10:醤油が冷めたら、鰹節をクッキングペーパーで濾していきます。
(濾した後の鰹節は捨てずに保存しておきます)
*濾した後の鰹節と昆布の再利用
土佐醤油を作る際に出た「昆布」と「鰹節」で、ふりかけ風に再利用します。
- 昆布を千切りにします。(昆布が滑りやすいので、怪我に注意して下さい)
- 千切りの昆布を水から炊いていきます
- 重曹を少量加え柔らかく煮ます。

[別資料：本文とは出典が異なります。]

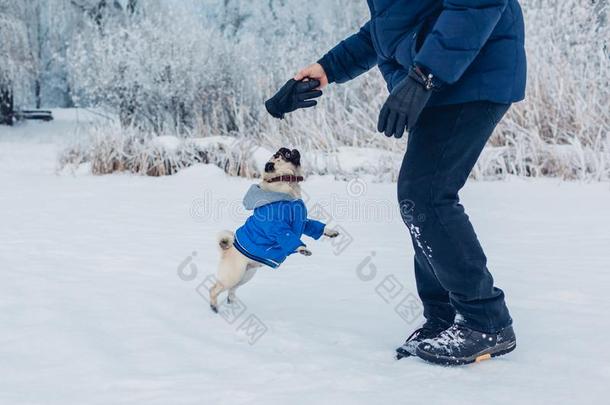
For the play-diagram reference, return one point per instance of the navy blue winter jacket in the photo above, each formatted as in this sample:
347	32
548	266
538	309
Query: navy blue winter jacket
275	228
476	47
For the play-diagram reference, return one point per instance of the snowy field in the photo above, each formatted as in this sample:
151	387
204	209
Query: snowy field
99	301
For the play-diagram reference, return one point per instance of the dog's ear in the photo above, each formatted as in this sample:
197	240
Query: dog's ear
295	157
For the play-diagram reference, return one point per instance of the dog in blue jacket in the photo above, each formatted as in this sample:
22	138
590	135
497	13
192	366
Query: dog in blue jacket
273	231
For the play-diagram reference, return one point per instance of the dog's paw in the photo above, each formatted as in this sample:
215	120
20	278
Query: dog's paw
331	233
304	251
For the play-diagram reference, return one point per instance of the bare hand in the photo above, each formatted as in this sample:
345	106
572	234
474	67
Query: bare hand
314	71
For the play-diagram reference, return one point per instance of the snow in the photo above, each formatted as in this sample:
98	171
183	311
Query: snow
92	309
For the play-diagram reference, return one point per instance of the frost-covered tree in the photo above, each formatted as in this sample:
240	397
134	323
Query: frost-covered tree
16	61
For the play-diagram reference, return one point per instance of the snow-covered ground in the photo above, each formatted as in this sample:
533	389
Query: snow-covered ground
96	306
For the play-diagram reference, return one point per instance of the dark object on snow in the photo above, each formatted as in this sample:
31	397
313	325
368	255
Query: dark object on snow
460	345
292	96
430	330
42	115
406	102
476	47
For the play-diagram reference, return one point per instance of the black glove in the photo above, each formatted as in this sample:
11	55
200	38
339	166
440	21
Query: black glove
292	96
406	102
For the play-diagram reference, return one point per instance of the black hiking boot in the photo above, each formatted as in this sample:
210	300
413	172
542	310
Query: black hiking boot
460	345
428	331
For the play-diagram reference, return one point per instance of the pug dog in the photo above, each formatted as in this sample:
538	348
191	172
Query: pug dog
273	231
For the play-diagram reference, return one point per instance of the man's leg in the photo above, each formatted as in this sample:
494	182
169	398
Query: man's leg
441	153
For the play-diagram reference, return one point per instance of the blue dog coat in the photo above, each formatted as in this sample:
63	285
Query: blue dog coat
274	229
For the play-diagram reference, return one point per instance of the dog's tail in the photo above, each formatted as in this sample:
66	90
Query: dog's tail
225	240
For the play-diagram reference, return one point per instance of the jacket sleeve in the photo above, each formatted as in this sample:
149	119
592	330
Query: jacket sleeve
282	232
351	57
288	240
313	229
458	35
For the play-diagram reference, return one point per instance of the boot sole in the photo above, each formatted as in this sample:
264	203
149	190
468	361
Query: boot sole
488	354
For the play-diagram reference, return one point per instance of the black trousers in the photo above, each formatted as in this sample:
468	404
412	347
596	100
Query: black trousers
450	266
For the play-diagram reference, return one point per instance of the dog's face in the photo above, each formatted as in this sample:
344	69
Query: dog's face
283	162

(量が多いと苦味が出るので加減して下さい)
- 柔らかく煮えたらザルに打ち上げます
- 鰹節は包丁で刃叩きし、ある程度こまかくしておきます
- 昆布を鍋に移し鰹節を加えたら、中弱火で水分が減るまで乾煎りしていきます
- 基本的に鰹節に醤油がついている為、追加の味付けは控えめにします
- 水分がなくなったら、煎り胡麻と七味少々と気持ちの胡麻油を加えて完成です
これをベースに、
シラスを混ぜ込んだり! おにぎりのおかかとして! 鉄砲巻きの芯に!
ねぎを加えて和風炒飯! 煮物に加えた”かか煮”に! 冷奴のトッピングに!
単体使用でも、何かとコラボしたりと利便性は高い常備菜となります。
しかも
冷凍保存も出来るので、土佐醤油のついでにお作りになる事をお勧めします。
9:濾した醤油は醤油の入っていた容器に移し替えます
10:目立つよう! 分かるよう!にラベルをはり冷蔵庫で保管します。
*仕込み醤油は、冷蔵庫での保管であれば数ヶ月は大丈夫です!
夏は冷蔵保管が望ましく、冬は冷暗所で暖房効果のない場所で常温保存出来ます。
旅館仕事において、⑩の目立つ!や分かる!は結構大事なポイントになります。
理由は
いつも一定の人間が、その業務にあたるとは限らないからです。
うそ! のような話ですが
高齢の仲居さんが、お客様からお酒の熱燗を頼まれました。
徳利にお酒を入れ、小鍋で湯煎にかけていると
なにやら甘酸っぱい良い香りが・・・
一人のスタッフが異変に気付き、徳利の中身を確認すると
なんと
うめ酒だった!
もう びっくりです!
お酒類は、P箱とよばれる一升瓶が6本入るケースに縦置きされています。
縦置き故に、上からの目線では分かりにくかったのかもしれません。
ラベルを確認することなく
これは熱燗用の日本酒と思い込み、徳利に注ぎ込み湯煎へ。
お客様へ熱燗の梅酒が届く事はありませんでしたが、やはり全ての人に
目立つ場所に分かりやすく表記する事は必要だと思われます。
後日談として
先ほどの話は、去年の暮れでの出来事でしたが、今でも熱燗の注文が入るたびに
「0000さん 梅酒じゃなくていいんかい?」
と話しかければ
「もう~ そんなこと言わんで」
と、職場の雰囲気を明るくほぐしてくれる
「0000伝説」の一つとして加わりました!
間違える事もある! 人間だもの!
最後に
この記事が皆様の「美味しい仕込み醤油」の一考察になれれば嬉しいです。
最後まで読んで頂きありがとうございました。